Myr watched the man vanish as if the forest had swallowed a question. "You let him go."
"Of course," Edda said. "Fear walks faster than feet. Let him carry the news. It will set the others to tripping over their own plans."
They walked on. The quiet returned, but now it had learned to keep its hands out where she could see them. At noon a second gift arrived: a bundle of bracken on the roadside that had been arranged to look careless. Edda paused, smelled iron under green, and smiled with no warmth at all.
"Trap," she said. She disarmed the sprung deadfall with three deft moves and left, in its place, a nettle wreath and a note pinned with her awl: stop following or itch forever. It was silly. It would be remembered. Silliness, handled correctly, terrifies better than blood.
By dusk the watchers had thinned. Edda’s boys began to breathe like men who had realized the next bend wasn’t actually storing knives. They made camp under an ash that had negotiated a treaty with lightning years ago and survived it. Kobb cooked something with too much onion and called it stew. Myr dozed and tried not to dream about red thread. Edda sat with her back against the ash and sharpened a pencil instead of a blade. An old habit from older days: catalog your enemies, cost out their courage, and list the ways you will not have to hurt them if they are clever enough to frighten themselves.

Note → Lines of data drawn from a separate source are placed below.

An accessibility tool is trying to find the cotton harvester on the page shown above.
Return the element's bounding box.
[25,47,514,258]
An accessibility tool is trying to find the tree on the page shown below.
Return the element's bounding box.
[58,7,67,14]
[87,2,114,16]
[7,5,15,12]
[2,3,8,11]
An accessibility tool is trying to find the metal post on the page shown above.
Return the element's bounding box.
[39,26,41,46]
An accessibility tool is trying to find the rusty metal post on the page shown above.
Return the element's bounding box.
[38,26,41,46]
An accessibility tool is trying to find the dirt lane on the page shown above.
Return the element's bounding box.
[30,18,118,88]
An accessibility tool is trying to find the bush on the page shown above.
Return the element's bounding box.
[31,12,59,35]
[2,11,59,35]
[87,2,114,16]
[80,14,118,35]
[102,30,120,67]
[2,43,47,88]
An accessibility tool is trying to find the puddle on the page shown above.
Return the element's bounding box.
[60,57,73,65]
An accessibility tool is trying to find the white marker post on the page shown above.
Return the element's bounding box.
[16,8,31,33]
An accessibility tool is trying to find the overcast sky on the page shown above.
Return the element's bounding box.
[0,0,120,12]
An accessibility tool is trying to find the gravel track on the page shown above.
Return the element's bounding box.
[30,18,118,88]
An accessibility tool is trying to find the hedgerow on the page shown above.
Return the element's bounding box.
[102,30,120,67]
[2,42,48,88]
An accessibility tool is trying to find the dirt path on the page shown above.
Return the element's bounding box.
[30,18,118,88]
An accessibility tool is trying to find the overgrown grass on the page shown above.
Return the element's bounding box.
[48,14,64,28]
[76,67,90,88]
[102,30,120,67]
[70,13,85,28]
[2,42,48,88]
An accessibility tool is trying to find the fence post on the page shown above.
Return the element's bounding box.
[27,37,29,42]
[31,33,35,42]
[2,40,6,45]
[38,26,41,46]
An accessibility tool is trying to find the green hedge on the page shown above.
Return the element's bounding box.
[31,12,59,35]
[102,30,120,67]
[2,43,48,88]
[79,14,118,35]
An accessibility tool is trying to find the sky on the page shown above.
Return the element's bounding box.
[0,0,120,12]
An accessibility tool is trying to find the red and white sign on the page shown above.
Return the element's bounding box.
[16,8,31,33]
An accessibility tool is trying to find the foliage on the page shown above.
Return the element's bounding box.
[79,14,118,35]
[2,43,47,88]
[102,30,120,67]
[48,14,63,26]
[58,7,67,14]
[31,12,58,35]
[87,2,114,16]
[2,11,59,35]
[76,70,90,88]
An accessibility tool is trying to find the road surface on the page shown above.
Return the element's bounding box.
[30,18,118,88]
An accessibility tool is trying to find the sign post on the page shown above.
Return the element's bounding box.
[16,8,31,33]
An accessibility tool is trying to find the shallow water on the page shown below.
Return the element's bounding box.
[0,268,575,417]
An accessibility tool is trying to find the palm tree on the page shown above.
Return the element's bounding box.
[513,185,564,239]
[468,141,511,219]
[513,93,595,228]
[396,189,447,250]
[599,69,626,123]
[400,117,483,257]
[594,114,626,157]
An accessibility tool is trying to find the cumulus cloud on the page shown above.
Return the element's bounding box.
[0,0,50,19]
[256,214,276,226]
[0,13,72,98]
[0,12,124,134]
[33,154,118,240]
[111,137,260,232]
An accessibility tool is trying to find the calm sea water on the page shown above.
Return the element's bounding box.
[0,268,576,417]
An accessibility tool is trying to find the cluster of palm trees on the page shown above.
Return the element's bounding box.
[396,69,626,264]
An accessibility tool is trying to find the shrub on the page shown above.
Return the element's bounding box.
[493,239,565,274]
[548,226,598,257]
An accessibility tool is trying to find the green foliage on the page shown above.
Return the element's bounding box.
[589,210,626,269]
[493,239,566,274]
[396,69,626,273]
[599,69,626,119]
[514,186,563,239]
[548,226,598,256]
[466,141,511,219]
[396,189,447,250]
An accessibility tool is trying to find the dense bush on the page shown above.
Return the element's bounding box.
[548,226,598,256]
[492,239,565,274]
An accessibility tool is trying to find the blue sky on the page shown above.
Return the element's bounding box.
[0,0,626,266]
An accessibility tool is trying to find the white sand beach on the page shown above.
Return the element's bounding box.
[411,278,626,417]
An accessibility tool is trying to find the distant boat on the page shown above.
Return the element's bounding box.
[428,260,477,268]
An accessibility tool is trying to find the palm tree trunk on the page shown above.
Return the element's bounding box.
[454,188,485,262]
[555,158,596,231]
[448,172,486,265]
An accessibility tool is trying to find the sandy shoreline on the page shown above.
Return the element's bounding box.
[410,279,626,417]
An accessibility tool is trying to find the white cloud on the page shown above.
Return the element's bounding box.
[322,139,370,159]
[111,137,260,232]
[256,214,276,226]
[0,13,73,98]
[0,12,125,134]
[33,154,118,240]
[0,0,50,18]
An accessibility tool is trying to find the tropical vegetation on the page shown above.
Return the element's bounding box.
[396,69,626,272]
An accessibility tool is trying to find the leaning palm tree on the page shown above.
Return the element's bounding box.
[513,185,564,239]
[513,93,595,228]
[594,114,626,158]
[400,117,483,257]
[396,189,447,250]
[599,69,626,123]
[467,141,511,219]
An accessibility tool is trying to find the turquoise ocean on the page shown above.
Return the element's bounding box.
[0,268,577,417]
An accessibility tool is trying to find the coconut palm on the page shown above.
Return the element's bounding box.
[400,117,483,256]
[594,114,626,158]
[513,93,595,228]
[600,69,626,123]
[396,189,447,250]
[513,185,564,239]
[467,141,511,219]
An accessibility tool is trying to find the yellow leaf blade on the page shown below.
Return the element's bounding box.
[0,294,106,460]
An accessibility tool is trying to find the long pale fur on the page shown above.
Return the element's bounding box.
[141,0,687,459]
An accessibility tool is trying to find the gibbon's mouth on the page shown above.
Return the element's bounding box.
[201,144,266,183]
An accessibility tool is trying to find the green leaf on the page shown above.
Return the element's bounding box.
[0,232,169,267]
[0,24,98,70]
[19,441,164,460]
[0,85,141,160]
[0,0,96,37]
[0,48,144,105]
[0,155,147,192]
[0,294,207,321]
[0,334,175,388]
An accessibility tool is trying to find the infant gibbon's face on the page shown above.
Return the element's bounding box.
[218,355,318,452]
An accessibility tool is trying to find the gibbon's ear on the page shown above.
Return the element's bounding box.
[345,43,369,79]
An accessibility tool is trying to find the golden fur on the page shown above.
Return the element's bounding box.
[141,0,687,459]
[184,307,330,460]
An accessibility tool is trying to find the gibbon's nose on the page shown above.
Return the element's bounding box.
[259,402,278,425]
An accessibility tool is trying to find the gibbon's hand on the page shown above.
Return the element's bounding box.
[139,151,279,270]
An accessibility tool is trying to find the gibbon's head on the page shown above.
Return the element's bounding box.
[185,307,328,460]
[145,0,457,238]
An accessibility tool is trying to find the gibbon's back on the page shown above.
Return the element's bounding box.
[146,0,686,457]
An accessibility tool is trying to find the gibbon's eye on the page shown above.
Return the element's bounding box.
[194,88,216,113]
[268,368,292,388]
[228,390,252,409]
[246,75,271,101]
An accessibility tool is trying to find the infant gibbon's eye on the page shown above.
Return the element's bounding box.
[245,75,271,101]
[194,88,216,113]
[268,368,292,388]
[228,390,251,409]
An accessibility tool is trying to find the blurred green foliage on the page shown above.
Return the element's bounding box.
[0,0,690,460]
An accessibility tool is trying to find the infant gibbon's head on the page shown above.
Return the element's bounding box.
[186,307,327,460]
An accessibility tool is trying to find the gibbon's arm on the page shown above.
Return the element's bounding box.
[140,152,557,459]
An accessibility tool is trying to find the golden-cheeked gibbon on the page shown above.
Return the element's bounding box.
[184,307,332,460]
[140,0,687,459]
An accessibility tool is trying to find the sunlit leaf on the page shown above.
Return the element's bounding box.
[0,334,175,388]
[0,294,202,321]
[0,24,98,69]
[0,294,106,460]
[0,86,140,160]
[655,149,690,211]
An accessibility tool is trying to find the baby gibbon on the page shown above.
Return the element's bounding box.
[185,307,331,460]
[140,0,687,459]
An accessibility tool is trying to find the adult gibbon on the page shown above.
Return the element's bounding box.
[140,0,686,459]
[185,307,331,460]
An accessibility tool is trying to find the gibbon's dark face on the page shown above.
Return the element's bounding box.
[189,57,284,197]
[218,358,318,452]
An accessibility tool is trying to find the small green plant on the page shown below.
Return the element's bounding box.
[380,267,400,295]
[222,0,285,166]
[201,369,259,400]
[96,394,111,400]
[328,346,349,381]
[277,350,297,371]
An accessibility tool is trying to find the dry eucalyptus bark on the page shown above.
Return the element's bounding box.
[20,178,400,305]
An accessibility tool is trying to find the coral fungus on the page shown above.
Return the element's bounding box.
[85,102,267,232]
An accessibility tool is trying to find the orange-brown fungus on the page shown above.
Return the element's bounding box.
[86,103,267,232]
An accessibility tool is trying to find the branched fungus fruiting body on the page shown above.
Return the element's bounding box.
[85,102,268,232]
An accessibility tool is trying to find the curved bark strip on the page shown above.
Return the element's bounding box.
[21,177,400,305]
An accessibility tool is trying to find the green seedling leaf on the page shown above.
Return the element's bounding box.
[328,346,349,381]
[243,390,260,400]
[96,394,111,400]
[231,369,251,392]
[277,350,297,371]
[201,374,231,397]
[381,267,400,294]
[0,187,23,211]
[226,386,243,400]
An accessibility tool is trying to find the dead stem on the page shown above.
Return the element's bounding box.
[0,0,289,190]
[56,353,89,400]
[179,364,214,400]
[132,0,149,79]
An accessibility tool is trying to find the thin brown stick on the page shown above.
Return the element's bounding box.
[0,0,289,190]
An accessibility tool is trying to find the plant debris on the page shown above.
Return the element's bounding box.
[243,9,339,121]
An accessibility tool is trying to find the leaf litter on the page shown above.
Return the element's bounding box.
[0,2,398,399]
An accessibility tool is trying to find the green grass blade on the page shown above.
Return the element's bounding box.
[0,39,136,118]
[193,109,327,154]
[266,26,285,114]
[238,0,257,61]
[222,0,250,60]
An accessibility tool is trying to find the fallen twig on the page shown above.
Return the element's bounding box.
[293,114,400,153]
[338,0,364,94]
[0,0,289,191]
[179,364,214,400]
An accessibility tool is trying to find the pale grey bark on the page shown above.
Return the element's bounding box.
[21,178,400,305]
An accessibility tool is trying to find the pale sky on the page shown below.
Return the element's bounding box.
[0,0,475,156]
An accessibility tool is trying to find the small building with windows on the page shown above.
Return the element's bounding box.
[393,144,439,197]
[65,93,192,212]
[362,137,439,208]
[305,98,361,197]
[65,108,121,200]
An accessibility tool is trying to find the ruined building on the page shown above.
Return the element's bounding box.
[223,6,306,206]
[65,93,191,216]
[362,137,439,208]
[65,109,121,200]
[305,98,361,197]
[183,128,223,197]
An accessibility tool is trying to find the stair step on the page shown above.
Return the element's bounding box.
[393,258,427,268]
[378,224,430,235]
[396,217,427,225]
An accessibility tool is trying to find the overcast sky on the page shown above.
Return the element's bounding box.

When midnight fumbled the stars, a second scout rustled at the edge of the fire’s reach and found, instead of sleep, Edda’s voice. She did not raise it. She told him, softly, about what happens to men who do not understand the catechism of bells. Left for lies. Right for silence. Ring for regret. He ran. He would tell the story all wrong. The wrongness would do the work for her.
By morning, the air was clean again, not of danger —danger never stops being available— but of the kind of stupidity that insists on learning twice. Myr stretched with theatrical groans. Kobb apologized to the onion as he chewed it. Edda poured the last of the tea and watched the steam write and erase itself.